Никому, конечно, не придет в голову выступить в защиту марксистского учебника Каутского, тем более что теперь те, кого Ленин в 1923 году по справедливости называл «дураками», пользуются иными марксистскими учебниками, написанными «на основе» ленинских работ, причем они убеждены, что в таких учебниках можно отыскать «все формы развития дальнейшей мировой истории». Эта вторая категория «дураков» несравнима, однако, с первой, каутскианской. Те были, по существу, всего лишь трагическим поколением побежденных. Как развивалась бы в дальнейшем ленинская революционная «парадигма» в условиях дальнейшего движения большевистской революции и каким было бы это движение, если бы Ленин не умер так рано, – это вопрос из области предположений, который заинтересует скорее фантастов, нежели историков. Но нам известно в то же время, как эволюционировала «парадигма» Троцкого, становясь все более автобиографичной. И тут сравнение ее с ленинской «парадигмой» приобретает иное, не интересующее нас в данный момент значение.
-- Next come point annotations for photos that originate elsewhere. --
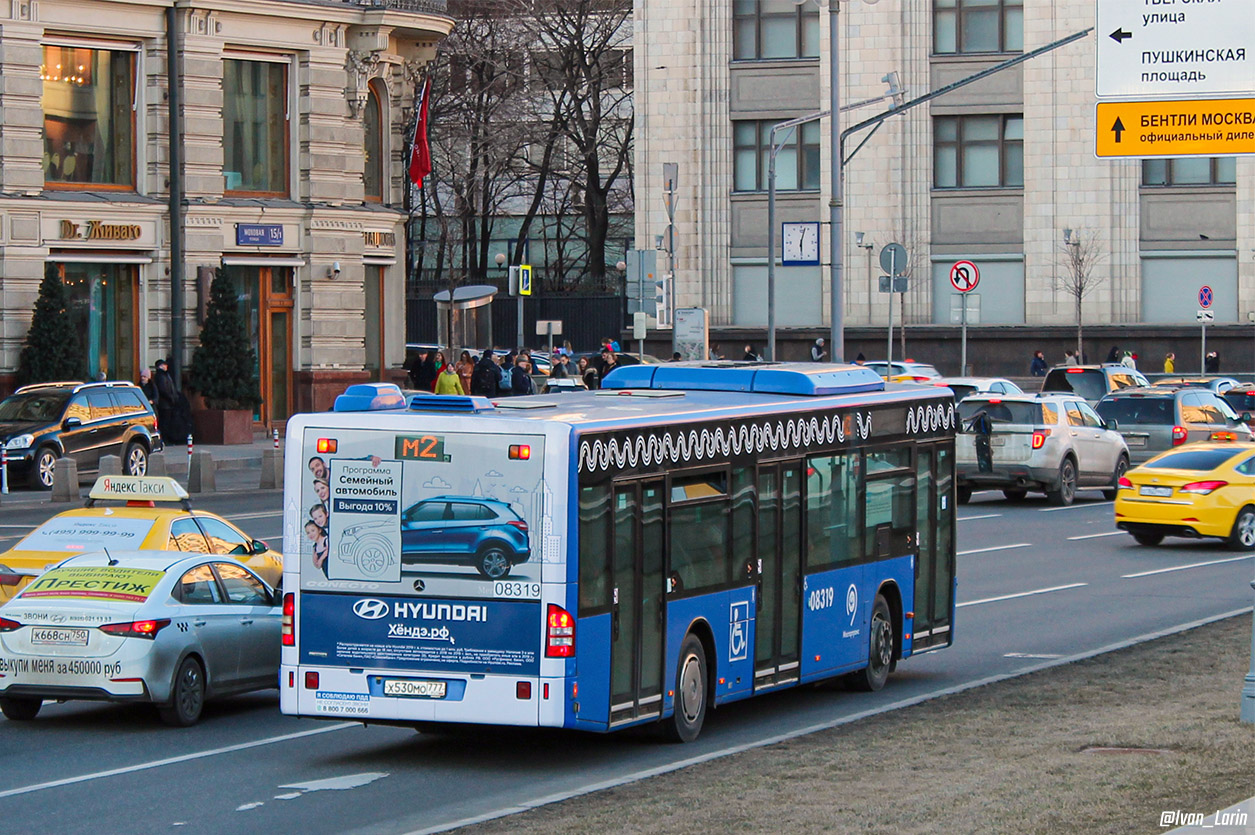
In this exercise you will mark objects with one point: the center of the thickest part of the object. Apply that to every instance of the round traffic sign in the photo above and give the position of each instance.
(964, 276)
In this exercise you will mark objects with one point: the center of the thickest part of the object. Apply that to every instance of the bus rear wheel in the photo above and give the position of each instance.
(880, 649)
(690, 692)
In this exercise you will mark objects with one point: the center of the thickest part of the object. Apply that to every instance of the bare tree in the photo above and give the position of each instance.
(1078, 254)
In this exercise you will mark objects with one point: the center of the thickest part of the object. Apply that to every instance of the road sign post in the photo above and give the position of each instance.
(964, 278)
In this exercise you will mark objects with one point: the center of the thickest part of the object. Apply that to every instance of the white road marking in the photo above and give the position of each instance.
(995, 548)
(167, 761)
(1020, 594)
(587, 789)
(1088, 504)
(1182, 568)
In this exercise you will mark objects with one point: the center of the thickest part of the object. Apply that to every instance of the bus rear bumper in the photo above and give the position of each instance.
(354, 694)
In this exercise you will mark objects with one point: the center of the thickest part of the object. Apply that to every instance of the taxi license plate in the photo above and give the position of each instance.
(413, 688)
(58, 637)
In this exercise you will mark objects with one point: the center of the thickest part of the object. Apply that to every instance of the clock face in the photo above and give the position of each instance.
(801, 242)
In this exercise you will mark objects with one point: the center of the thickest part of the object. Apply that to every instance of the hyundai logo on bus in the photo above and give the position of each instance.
(370, 609)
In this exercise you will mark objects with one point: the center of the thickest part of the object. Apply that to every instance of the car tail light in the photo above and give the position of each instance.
(1202, 487)
(560, 635)
(289, 614)
(136, 628)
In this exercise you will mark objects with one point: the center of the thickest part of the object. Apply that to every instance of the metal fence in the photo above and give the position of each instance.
(586, 319)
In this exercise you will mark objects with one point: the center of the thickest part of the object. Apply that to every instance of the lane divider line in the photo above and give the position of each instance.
(1182, 568)
(168, 761)
(1019, 594)
(820, 726)
(995, 548)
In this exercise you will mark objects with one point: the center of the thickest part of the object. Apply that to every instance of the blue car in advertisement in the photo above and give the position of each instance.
(464, 530)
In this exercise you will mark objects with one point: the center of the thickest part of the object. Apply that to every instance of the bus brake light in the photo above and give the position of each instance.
(289, 614)
(560, 634)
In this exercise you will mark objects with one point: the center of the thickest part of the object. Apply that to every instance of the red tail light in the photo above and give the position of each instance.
(560, 634)
(136, 628)
(1202, 487)
(289, 614)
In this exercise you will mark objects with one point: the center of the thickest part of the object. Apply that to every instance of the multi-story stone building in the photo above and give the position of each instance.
(994, 172)
(294, 124)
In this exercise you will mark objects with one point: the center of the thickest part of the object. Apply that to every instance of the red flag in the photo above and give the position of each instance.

Когда Ленин и Троцкий вместе делали историю в ходе их непродолжительного сотрудничества, революционные плоды их деятельности взрастали на общей почве, но корни их были преимущественно различными. Самым крупным плодом стало послеленинское советское общество, которое Троцкий определил как «измену», но мы со своей стороны, употребив ленинский термин, определили бы его более нейтрально как очередной «зигзаг истории», продолжающийся по воле определенной идеологии, но начавшийся под знаком наполеоновского «сначала надо ввязаться… а там уже видно будет».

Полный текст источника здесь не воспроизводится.